(CBS) Birth control pills have been tied to several side effects, including nausea, vomiting, cramps, and even hair growth. But a new study suggests another possible side effect women might experience while taking the pill:
Picking men who are duds in the bedroom.
New research out of the U.K. says women who met their partners while on the pill are less sexually satisfied.
For the study - published in the Oct. 12 issue of Proceedings of the Royal Society B - researchers surveyed 2,500 heterosexual women with one child. The researchers asked the women about their relationship with their child's biological father. About 1,000 of the women were taking the pill, while 1500 used no form of hormonal contraception.
The study found that women who took the pill were less sexually satisfied, found their partners less attractive, and were more likely to be the one to initiate an eventual separation.
But these guys aren't total duds. The same women said they were more satisfied with their men's paternal traits - like being caring and reliable - and the study found these women had relationships on average two years longer than women who weren't on the pill.

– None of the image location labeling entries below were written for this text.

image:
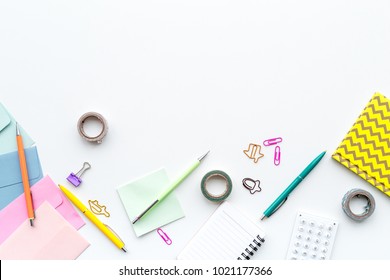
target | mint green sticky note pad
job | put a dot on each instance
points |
(137, 195)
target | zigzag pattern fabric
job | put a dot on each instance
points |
(366, 148)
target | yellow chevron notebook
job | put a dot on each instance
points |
(366, 148)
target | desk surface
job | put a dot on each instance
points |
(175, 79)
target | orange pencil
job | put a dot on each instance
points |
(23, 171)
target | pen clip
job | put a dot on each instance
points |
(164, 236)
(277, 208)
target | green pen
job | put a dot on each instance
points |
(172, 186)
(284, 195)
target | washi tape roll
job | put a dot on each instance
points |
(92, 115)
(218, 174)
(369, 208)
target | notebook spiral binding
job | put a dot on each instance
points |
(252, 248)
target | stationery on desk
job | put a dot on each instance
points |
(7, 133)
(102, 227)
(171, 187)
(229, 234)
(14, 214)
(52, 237)
(24, 173)
(137, 195)
(11, 185)
(284, 195)
(365, 150)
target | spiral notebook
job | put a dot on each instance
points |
(228, 234)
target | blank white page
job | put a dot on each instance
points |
(228, 234)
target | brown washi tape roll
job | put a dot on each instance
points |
(368, 209)
(92, 115)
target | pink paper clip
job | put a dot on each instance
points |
(277, 155)
(272, 141)
(164, 236)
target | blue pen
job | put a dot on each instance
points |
(284, 195)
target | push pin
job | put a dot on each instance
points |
(75, 178)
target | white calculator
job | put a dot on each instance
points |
(312, 238)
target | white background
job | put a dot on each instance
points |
(177, 78)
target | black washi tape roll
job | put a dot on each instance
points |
(216, 174)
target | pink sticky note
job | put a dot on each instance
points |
(51, 238)
(12, 216)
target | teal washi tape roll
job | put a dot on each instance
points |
(216, 174)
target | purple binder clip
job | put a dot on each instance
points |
(75, 179)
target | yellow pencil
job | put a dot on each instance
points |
(103, 228)
(24, 173)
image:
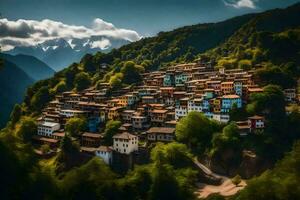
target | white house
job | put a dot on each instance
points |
(228, 101)
(195, 105)
(47, 128)
(106, 153)
(125, 143)
(180, 112)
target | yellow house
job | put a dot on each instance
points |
(114, 113)
(216, 105)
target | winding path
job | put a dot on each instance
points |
(226, 188)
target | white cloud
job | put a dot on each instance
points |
(241, 3)
(102, 44)
(31, 32)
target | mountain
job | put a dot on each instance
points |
(272, 36)
(185, 44)
(13, 84)
(32, 66)
(59, 53)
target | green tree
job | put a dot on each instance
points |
(115, 81)
(16, 114)
(174, 153)
(82, 81)
(111, 128)
(131, 72)
(245, 64)
(75, 126)
(60, 87)
(40, 98)
(45, 148)
(196, 131)
(271, 104)
(227, 147)
(27, 129)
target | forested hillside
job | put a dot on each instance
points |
(13, 84)
(255, 41)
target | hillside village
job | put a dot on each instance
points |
(149, 111)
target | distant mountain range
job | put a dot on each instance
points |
(16, 75)
(59, 53)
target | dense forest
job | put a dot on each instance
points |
(248, 42)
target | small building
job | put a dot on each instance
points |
(243, 128)
(53, 143)
(161, 134)
(139, 122)
(125, 143)
(106, 153)
(114, 113)
(47, 128)
(58, 135)
(91, 139)
(158, 115)
(127, 115)
(256, 123)
(228, 101)
(290, 95)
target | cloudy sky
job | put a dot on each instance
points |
(33, 21)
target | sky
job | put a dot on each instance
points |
(130, 19)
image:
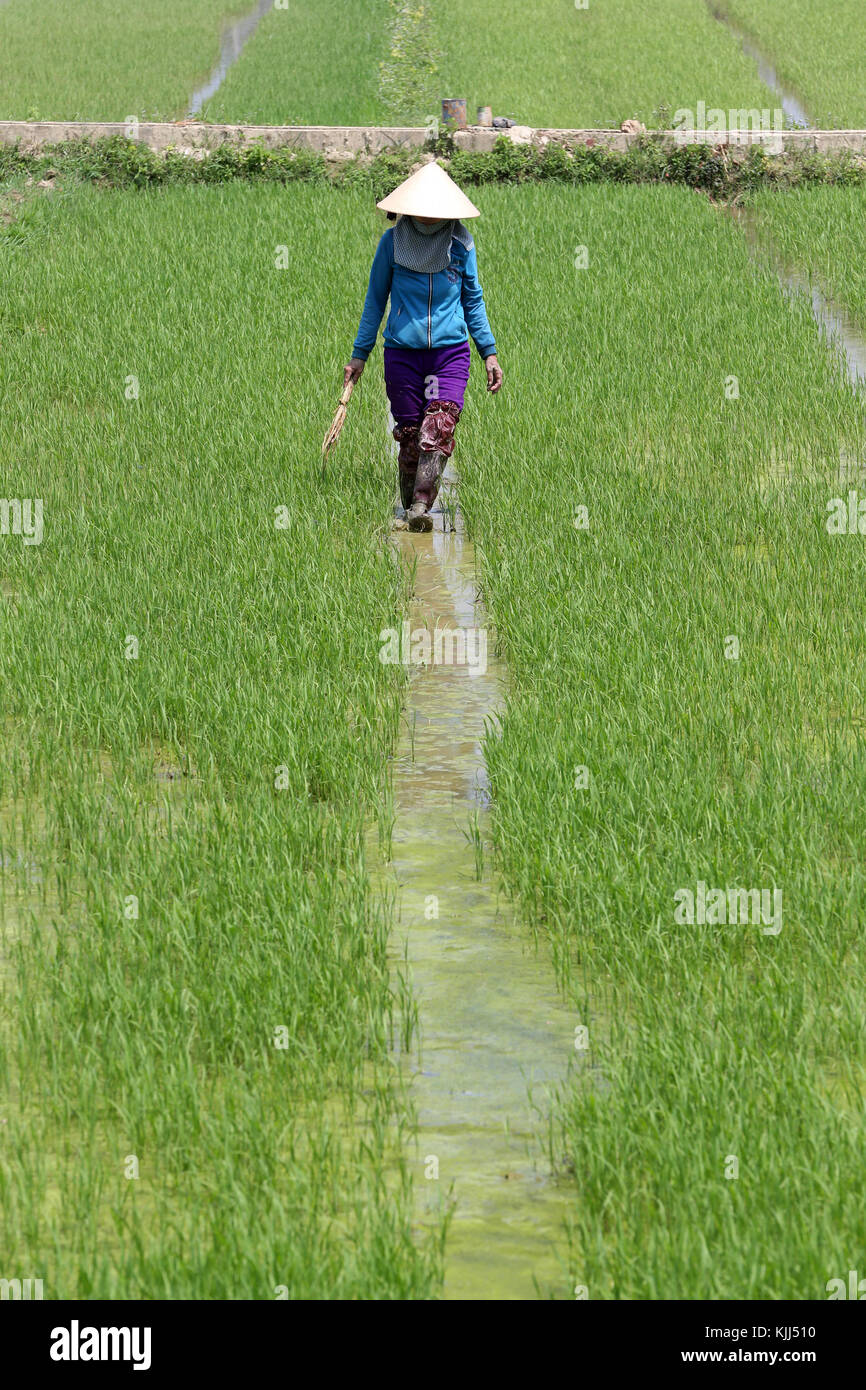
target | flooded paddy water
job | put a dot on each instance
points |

"Our results show some positive and negative consequences of using the pill when a woman meets her partner," study author Dr. Craig Roberts, professor of psychology at the University of Stirling in Scotland, said in a written statement." Such women may, on average, be less satisfied with the sexual aspects of their relationship, but more so with non-sexual aspects."
Why? The researchers themselves aren't sure, but suspect an evolutionary reason might explain the trend.
Preferences in mates shift over the menstrual cycle, according to Roberts. When women are ovulating they might be more interested in someone they find sexually attractive, and when women aren't ovulating they are more interested in men who possess fatherly traits.
"It's part of the subconscious 'chemistry' of attraction between men and women," Roberts told The Guardian.
But women taking the pill don't experience these shifts, and that might explain why they are more likely to be attracted to the caring "duds."
What should women do if they're looking for their prospective partner?
Roberts said in the statement that perhaps women should opt for another kind of birth control:
"Choosing a non-hormonal barrier method of contraception for a few months before getting married might be one way for a woman to check or reassure herself that she's still attracted to her partner," he said.